Diferentemente da maioria das sociedades de economia mista (onde o Estado tem o direito de bater o martelo na posição de acionista majoritário), a Algás segue um acordo de acionistas no qual qualquer decisão estratégica precisa ser tomada com a aprovação de todos os sócios: Estado de Alagoas, Gaspetro (empresa vinculada à Petrobras) e a Mitsui Gás e Energia do Brasil, subsidiária da multinacional japonesa Mitsui, o acionista privado da Algás.

“Na época, nossa principal preocupação era construir um modelo que equilibrasse o poder entre todos os acionistas”, diz o advogado Carlos Méro, primeiro presidente da Algás que foi responsável pelo desenho desse modelo de gestão ainda no governo Geraldo Bulhões, em 1992. “Não queríamos, por exemplo, fragilizar o poder do acionista privado frente aos dois acionistas estatais”.

Na prática, o modelo evita que um governante possa tomar a decisão isolada de tocar um projeto megalomaníaco, por exemplo, que coloque em risco a saúde financeira da empresa. Por outro lado, o modelo de concessão também garante que o parceiro privado não possa ter como foco apenas projetos lucrativos de curto prazo – que não atendam às demandas do interesse público.

Ao menos até aqui, ninguém pode dizer que o modelo da Algás não resistiu a provas de fogo. O acordo não só conseguiu ser aprovado no instável governo Geraldo Bulhões, como sobreviveu ao turbulento e (interrompido) mandato de Divaldo Suruagy (e ao vice que assumiu em seguida Manoel Gomes de Barros), às duas gestões de Ronaldo Lessa (e sua constante troca de cadeiras chamada “ronaldízio”), aos dois mandatos do tucano Téo Vilela até, enfim, ser preservado pelo atual governo Renan Filho, que indicou para presidir a empresa o professor de economia da Ufal e ex-secretário de Desenvolvimento de Estado Arnóbio Cavalcanti.

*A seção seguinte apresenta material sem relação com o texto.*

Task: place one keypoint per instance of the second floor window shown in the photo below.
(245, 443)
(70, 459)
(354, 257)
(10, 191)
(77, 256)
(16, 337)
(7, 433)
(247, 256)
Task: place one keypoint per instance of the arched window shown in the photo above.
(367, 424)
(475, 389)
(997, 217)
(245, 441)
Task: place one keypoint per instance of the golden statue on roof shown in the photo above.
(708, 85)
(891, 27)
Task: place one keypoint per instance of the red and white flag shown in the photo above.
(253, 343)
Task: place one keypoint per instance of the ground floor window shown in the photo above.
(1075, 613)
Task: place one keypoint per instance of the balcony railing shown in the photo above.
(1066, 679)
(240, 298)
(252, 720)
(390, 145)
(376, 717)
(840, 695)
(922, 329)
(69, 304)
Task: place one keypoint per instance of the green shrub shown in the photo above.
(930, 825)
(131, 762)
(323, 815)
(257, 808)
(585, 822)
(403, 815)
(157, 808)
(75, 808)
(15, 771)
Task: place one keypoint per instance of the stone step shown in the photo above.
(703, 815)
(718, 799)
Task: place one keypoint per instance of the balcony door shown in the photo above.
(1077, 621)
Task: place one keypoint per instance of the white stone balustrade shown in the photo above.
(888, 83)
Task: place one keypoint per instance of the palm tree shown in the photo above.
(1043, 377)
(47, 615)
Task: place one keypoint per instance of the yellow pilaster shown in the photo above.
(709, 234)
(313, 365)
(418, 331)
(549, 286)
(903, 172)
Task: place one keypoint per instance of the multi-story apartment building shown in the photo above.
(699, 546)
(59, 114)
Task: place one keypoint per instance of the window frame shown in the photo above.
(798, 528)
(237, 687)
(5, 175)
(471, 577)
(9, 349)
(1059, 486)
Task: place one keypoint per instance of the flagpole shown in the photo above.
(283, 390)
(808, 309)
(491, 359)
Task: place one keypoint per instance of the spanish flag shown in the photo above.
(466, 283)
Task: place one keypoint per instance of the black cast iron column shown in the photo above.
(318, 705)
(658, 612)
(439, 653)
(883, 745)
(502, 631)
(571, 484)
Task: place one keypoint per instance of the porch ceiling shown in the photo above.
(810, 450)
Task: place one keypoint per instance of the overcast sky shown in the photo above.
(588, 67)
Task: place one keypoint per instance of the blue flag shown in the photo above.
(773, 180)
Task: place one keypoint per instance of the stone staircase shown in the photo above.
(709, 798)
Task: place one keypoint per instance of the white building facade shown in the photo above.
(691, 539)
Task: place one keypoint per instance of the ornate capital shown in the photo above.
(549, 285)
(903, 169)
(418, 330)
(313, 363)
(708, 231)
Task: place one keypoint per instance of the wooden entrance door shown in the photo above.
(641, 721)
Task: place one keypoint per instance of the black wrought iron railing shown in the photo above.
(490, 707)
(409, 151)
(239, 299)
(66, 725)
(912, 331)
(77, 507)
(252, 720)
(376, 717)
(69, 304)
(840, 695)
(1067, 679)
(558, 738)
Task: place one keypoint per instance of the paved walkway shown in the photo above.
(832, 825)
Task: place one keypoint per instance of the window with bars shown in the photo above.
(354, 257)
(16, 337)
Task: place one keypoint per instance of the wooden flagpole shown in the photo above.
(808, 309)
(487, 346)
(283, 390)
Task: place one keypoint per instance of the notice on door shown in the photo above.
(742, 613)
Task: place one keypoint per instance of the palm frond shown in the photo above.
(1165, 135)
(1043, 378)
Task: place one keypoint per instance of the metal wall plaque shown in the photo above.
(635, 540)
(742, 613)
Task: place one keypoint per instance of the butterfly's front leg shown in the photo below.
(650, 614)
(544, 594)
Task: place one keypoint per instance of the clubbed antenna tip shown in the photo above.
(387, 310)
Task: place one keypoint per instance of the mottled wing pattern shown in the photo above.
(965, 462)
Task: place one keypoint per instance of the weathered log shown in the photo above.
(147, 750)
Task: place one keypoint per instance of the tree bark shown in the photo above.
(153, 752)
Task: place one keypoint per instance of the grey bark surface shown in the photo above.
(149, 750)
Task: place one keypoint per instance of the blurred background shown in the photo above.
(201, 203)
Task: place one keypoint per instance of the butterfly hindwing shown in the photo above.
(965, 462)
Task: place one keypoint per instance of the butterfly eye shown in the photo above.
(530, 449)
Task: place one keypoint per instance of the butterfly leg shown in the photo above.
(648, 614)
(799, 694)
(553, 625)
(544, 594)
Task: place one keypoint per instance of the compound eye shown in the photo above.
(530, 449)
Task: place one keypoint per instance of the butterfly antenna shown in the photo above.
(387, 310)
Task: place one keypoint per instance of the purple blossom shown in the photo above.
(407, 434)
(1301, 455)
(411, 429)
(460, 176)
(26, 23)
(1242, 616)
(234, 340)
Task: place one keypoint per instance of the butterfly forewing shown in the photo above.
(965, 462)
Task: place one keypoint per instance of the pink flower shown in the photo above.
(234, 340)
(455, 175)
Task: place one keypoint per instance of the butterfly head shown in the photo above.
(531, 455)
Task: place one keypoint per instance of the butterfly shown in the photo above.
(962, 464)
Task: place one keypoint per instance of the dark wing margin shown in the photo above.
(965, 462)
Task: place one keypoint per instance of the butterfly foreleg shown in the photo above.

“Acredito que a inteligência do contrato de concessão, o modelo de governança e outros instrumentos de controle interno de gestão são, sim, fatores decisivos para que a Algás tenha mantido seu ciclo virtuoso nos últimos 25 anos”, diz Arnóbio. “Mas é preciso também dar crédito aos gestores que deixaram sua marca na cultura da empresa e ao apoio do atual governo do Estado, que nos pressiona positivamente para acelerar projetos com foco no desenvolvimento de Alagoas, como é o caso do gasoduto Penedo-Arapiraca”.

O próprio Arnóbio, que já foi conselheiro da Algás no início dos anos 2000, ainda como secretário estadual de Ronaldo Lessa, não hesitou em convocar de volta à empresa um ex-presidente da companhia por quase oito anos, o engenheiro Gerson Fonseca, atual assessor da presidência – num raro gesto de desprendimento contrário à mania local de descontinuidade de boas práticas administrativas em função de vaidade política.

O resultado é que, em um momento de polarização e pobreza de debate entre os que demonizam o mercado e os que demonizam o Estado, a Algás prova que, na prática, o fator mais decisivo para a blindagem e sucesso de uma empresa de capital público-privado não está em querelas ideológicas – mas em um desenho inteligente de gestão que saiba tirar melhor proveito da tensão dos interesses de cada acionista.

Resta saber agora se o modelo, que foi adotado inclusive como referência até por outras empresas de gás no país, poderá ser replicado com sucesso em outras companhias de capital misto no Estado.